I have seen the public service stage a clever takeover by demanding that companies employ safety officers to basically do the public service job. Effectively, it is the public service getting a permanent sycophant in companies to do the bidding of the bureaucracy on the dime of the company. It is a major harm to productivity and, what’s worse, safety goes downhill too. This is because safety is all about the individual and the actions they take in their work and has nothing to do with the mountain of paper that bureaucracy produces.

By operating computer-controlled machine tools, businesses have a great advantage in being fully covered. For example, you have to shut the door and a sensor tells the controller that the door is shut. Only then is the controller able to begin the machining cycle. This is really good. Swarf that flies off and makes a noise like popcorn when it strikes the covers is kept away from the operator. Coolant, likewise, is not soaking the operator. Manual machines are horrible things by comparison. I avoid them if I can.

Someone had the wonderful idea to keep me safe by putting a lockout on the door. It is impossible to do anything unless the door is shut. This is where it gets difficult. Material of all different sizes is put in. The machine must be told where it is by using a handwheel to move the tool until it touches a feeler gauge on the material and then the tool can be moved to a known position. Except the door is shut. You can’t move the tool with the door open and how do you hold a feeler gauge on the work face with the door shut? Siemens decided to put a button on the controller so if you held the button down you could move the tool with the door open. They also positioned the button so far apart you needed a full octave reach to brush the edge of the handwheel by the tiniest breath.
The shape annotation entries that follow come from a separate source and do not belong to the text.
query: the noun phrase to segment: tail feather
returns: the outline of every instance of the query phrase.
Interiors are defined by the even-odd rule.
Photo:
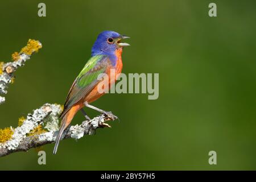
[[[62,134],[64,131],[65,129],[68,127],[68,126],[69,125],[75,114],[76,114],[76,113],[80,108],[80,105],[74,106],[63,115],[61,123],[60,125],[60,129],[55,140],[56,143],[55,146],[54,146],[53,154],[56,154],[56,153],[57,152],[57,150],[58,149],[59,143],[60,143],[60,140],[61,138]]]
[[[62,119],[60,129],[59,131],[58,135],[57,135],[57,138],[55,140],[55,145],[54,146],[53,152],[53,154],[56,154],[56,153],[57,152],[57,150],[58,149],[59,144],[60,143],[60,139],[61,138],[62,134],[63,133],[64,131],[65,130],[65,129],[66,128],[65,127],[66,125],[65,125],[66,121],[67,121],[67,117],[64,116],[63,117],[63,119]]]

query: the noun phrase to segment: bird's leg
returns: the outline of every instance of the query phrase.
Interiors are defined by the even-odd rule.
[[[80,109],[82,113],[82,115],[84,115],[84,116],[85,117],[85,119],[86,119],[88,121],[90,121],[90,118],[89,117],[89,116],[87,115],[86,113],[85,113],[85,110],[84,110],[84,109],[81,108]]]
[[[103,123],[103,122],[100,122],[100,121],[101,120],[101,119],[102,118],[102,115],[101,115],[101,116],[100,117],[100,118],[98,119],[98,121],[99,121],[99,123],[100,123],[100,127],[111,127],[111,126],[110,125],[109,125],[109,124],[108,124],[108,123]]]
[[[111,111],[105,111],[105,110],[103,110],[101,109],[97,108],[95,106],[93,106],[91,105],[89,105],[88,104],[88,102],[85,102],[84,103],[84,105],[89,108],[94,109],[95,110],[97,110],[97,111],[102,113],[104,114],[105,114],[106,116],[109,117],[110,119],[112,119],[112,120],[115,120],[117,119],[118,119],[118,117],[117,117],[116,115],[114,115],[114,114],[112,114],[112,113]]]

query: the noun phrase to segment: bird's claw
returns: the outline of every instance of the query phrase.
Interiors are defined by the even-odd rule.
[[[109,124],[106,123],[102,123],[100,124],[100,125],[101,127],[111,127],[110,125],[109,125]]]
[[[112,121],[115,120],[115,119],[118,119],[118,117],[114,114],[112,114],[112,111],[109,111],[109,112],[105,112],[104,113],[107,117],[109,118],[110,119],[111,119]]]

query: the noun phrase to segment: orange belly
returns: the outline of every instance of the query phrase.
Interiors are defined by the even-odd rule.
[[[115,82],[118,78],[118,76],[119,73],[122,72],[122,69],[123,68],[123,63],[122,62],[122,49],[120,48],[116,51],[115,55],[117,57],[117,63],[115,65],[113,66],[112,68],[110,68],[110,69],[108,69],[108,71],[106,72],[106,74],[108,75],[109,77],[109,80],[103,80],[98,84],[96,85],[96,86],[94,88],[94,89],[90,92],[90,93],[87,95],[84,99],[83,99],[83,102],[87,101],[88,103],[91,103],[96,100],[97,100],[98,98],[99,98],[101,96],[103,96],[105,93],[99,93],[98,92],[98,85],[102,85],[103,81],[105,81],[105,83],[104,85],[109,85],[109,90],[110,89],[111,86],[113,86],[113,85]],[[110,72],[110,69],[114,69],[114,72]],[[114,79],[110,79],[110,78],[114,77]]]

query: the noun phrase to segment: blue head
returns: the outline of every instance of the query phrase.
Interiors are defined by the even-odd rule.
[[[113,31],[104,31],[98,36],[92,48],[92,56],[114,55],[117,49],[130,46],[127,43],[121,42],[121,39],[129,38]]]

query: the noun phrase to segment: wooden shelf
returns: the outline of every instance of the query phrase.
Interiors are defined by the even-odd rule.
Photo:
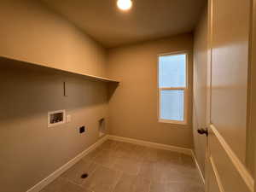
[[[20,61],[20,60],[10,59],[10,58],[7,58],[7,57],[0,56],[0,62],[10,62],[10,61],[21,62],[21,64],[22,63],[26,64],[26,67],[29,67],[31,65],[31,66],[34,66],[34,67],[38,67],[49,68],[49,69],[56,70],[59,72],[81,75],[81,76],[84,77],[85,79],[91,79],[91,80],[103,81],[103,82],[109,82],[109,83],[117,83],[117,84],[119,83],[119,81],[111,79],[107,79],[107,78],[102,78],[102,77],[98,77],[98,76],[95,76],[95,75],[85,74],[85,73],[77,73],[77,72],[73,72],[73,71],[67,71],[67,70],[50,67],[48,66],[44,66],[44,65],[40,65],[40,64],[37,64],[37,63],[32,63],[32,62],[28,62],[28,61]]]

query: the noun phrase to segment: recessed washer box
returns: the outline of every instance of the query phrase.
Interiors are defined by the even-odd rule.
[[[66,123],[66,111],[58,110],[48,112],[48,127],[56,126]]]

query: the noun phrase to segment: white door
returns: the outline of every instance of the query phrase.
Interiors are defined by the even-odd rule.
[[[209,1],[207,192],[253,192],[246,168],[250,0]]]

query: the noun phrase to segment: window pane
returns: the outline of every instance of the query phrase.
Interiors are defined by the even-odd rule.
[[[186,86],[186,55],[159,57],[159,86]]]
[[[184,90],[160,91],[160,119],[183,120]]]

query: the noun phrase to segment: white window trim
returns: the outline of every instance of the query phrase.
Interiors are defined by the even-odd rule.
[[[164,55],[186,55],[186,84],[184,87],[159,87],[159,58]],[[189,105],[189,68],[188,68],[188,59],[189,51],[177,51],[172,53],[160,54],[157,55],[157,89],[158,89],[158,122],[160,123],[169,123],[169,124],[177,124],[177,125],[188,125],[188,105]],[[183,106],[183,120],[170,120],[164,119],[160,118],[160,91],[164,90],[183,90],[184,91],[184,106]]]

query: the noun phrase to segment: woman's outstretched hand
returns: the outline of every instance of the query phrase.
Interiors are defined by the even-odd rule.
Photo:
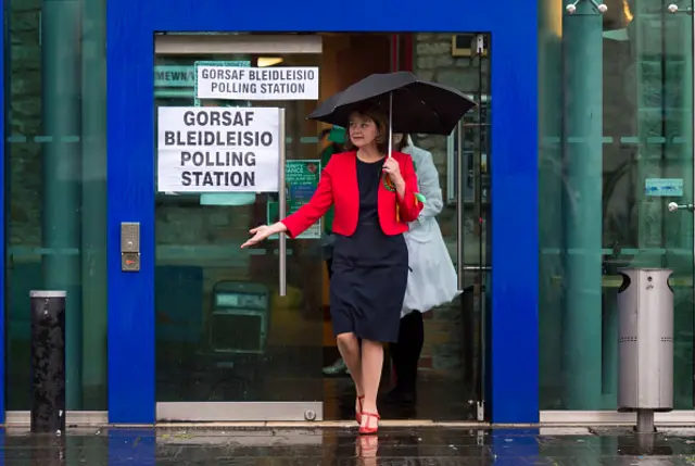
[[[250,245],[254,245],[268,238],[271,235],[283,232],[287,230],[285,224],[278,222],[274,225],[261,225],[260,227],[255,227],[249,230],[251,235],[253,235],[247,242],[241,244],[241,248],[249,248]]]

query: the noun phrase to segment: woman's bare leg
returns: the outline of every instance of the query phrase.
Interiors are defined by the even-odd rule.
[[[365,394],[362,377],[362,357],[359,351],[359,341],[353,332],[340,333],[336,337],[338,343],[338,351],[343,357],[345,365],[350,369],[350,377],[355,382],[355,390],[357,396]],[[359,401],[355,402],[355,412],[359,413]]]
[[[362,340],[362,382],[365,389],[364,413],[379,414],[377,410],[377,393],[379,392],[382,367],[383,345],[381,342]],[[376,425],[377,419],[372,417],[367,417],[363,421],[363,426],[376,427]]]

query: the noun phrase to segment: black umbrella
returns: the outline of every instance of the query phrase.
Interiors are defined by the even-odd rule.
[[[392,131],[450,135],[476,103],[457,89],[410,72],[374,74],[328,98],[308,119],[346,128],[350,114],[365,105],[387,113]]]

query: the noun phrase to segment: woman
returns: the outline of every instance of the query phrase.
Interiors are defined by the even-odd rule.
[[[435,218],[444,202],[432,154],[416,147],[408,135],[394,135],[393,147],[413,158],[419,192],[427,198],[417,221],[410,223],[405,234],[410,274],[401,313],[399,341],[389,345],[396,386],[387,401],[410,404],[417,398],[417,368],[425,342],[422,314],[456,298],[458,285]]]
[[[251,230],[242,248],[270,235],[296,237],[334,205],[330,312],[338,350],[355,382],[359,433],[379,430],[377,391],[384,342],[399,339],[408,277],[403,234],[417,219],[417,178],[409,155],[387,156],[387,117],[375,109],[350,117],[346,149],[324,169],[312,200],[274,225]]]

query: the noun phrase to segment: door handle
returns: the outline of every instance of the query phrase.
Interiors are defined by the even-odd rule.
[[[492,267],[489,265],[464,265],[460,269],[466,272],[492,272]]]
[[[286,148],[286,135],[285,135],[285,109],[279,109],[280,114],[280,173],[278,173],[278,216],[279,219],[285,219],[287,215],[287,189],[286,185],[286,158],[287,158],[287,148]],[[281,297],[287,295],[287,235],[281,232],[278,236],[278,267],[279,267],[279,291]]]
[[[454,153],[456,160],[454,166],[456,167],[456,264],[464,263],[464,202],[465,192],[464,184],[466,181],[464,174],[464,129],[462,123],[456,125],[456,152]],[[458,270],[458,290],[464,289],[464,274],[463,270]]]

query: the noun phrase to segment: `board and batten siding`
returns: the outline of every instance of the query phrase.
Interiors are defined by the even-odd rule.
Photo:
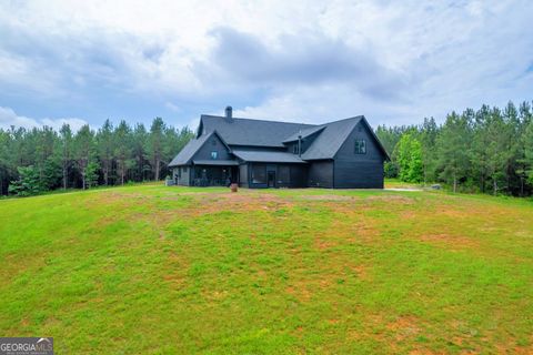
[[[355,154],[355,140],[364,140],[366,154]],[[335,155],[334,187],[383,189],[383,153],[369,128],[360,122]]]
[[[248,173],[248,163],[239,165],[239,185],[241,187],[248,187],[250,180],[250,174]]]
[[[212,160],[211,152],[218,152],[217,160],[233,160],[230,156],[230,152],[224,143],[219,139],[217,134],[213,134],[209,140],[203,143],[203,145],[193,155],[192,160]]]
[[[333,187],[333,161],[311,162],[308,176],[308,185],[310,187]]]
[[[191,166],[175,166],[172,171],[177,185],[189,186],[191,181]]]

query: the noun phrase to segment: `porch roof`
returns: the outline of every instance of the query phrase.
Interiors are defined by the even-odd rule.
[[[234,160],[193,160],[194,165],[239,165],[239,162]]]
[[[232,153],[247,162],[300,163],[300,164],[306,163],[300,156],[289,152],[233,150]]]

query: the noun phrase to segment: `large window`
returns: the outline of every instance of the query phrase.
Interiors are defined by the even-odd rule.
[[[366,142],[364,140],[355,140],[355,154],[366,154]]]
[[[252,183],[265,184],[266,183],[266,165],[252,165]]]
[[[291,182],[290,171],[288,165],[278,165],[278,183],[288,185]]]

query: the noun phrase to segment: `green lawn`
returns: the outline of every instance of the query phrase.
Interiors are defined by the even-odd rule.
[[[57,354],[533,352],[533,203],[135,185],[0,201],[0,336]]]

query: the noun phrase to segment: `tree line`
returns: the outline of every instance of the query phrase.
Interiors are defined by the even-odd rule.
[[[529,102],[482,105],[419,125],[376,129],[391,161],[385,176],[444,183],[454,192],[533,193],[533,111]]]
[[[194,134],[155,118],[150,129],[113,125],[98,131],[69,124],[0,129],[0,195],[32,195],[56,189],[90,189],[127,182],[161,180],[168,164]]]

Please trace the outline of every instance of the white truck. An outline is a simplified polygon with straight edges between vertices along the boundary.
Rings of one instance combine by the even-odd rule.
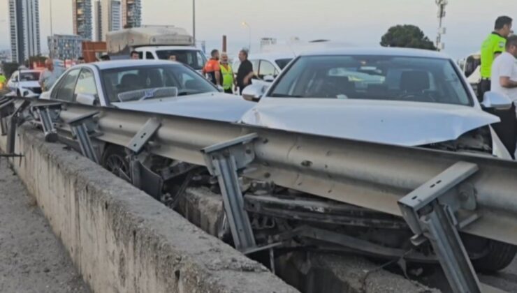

So machinists, while not being the greatest geniuses, are forthright people and just unbolt the sensor tag from the door and then leave the door open with the tag in the switch turning everything. This is a common practice I have seen over more than 40 years doing this. Yep, safety. I’ve seen safety doors on large machines unbolted and sent off to the scrapper. Does anyone in bureaucracy understand this?

I suppose what they understand is power. It isn’t really about safety for them, it is more about power and controlling anyone that they can. See why I scream, ‘stop keeping me safe’? The safety they imposed did nothing to aid me and a lot to harm me.

Back at the Isle of Man, they set off down Bray Hill. It is lined with stone walls either side and the crazy charge down the drop on cold tyres that have limited grip. If they hit a bump before the dip at the bottom and a kink going up to the right, they’ll have almost none of it under proper control. People do this by choice. We should celebrate that.

The crazy, unsighted charge into Ballagarey, where they lift before the turn then are back on it through the turn on a two-lane road with a stone wall on top of the gutter on the outside of the turn. We should celebrate that.

The riders call it Balla Scarey, but go in as close as they can to maximum speed because that corner is vital to their lap time. The pub at Creg Ny Baa faces up a straight, perched on top of the mountain. Bikes charge towards it at more than 300km/h and any slip means they will go straight through the lot, including the crowd on the front porch drinking their beers and watching the racing. We should celebrate that.

It is a last taste of freedom without the suffocating grasp of those that dread life and are fearful that we might live it. That is the difference between people, some are afraid of dying and a few brave remaining souls are afraid of not living it.

The Isle of Man is for those that wish to live and are prepared to die doing it. It is the most important thing in the world because it gives people the right to make that choice. Make any choice you like, but allow everyone else to make their own choice too.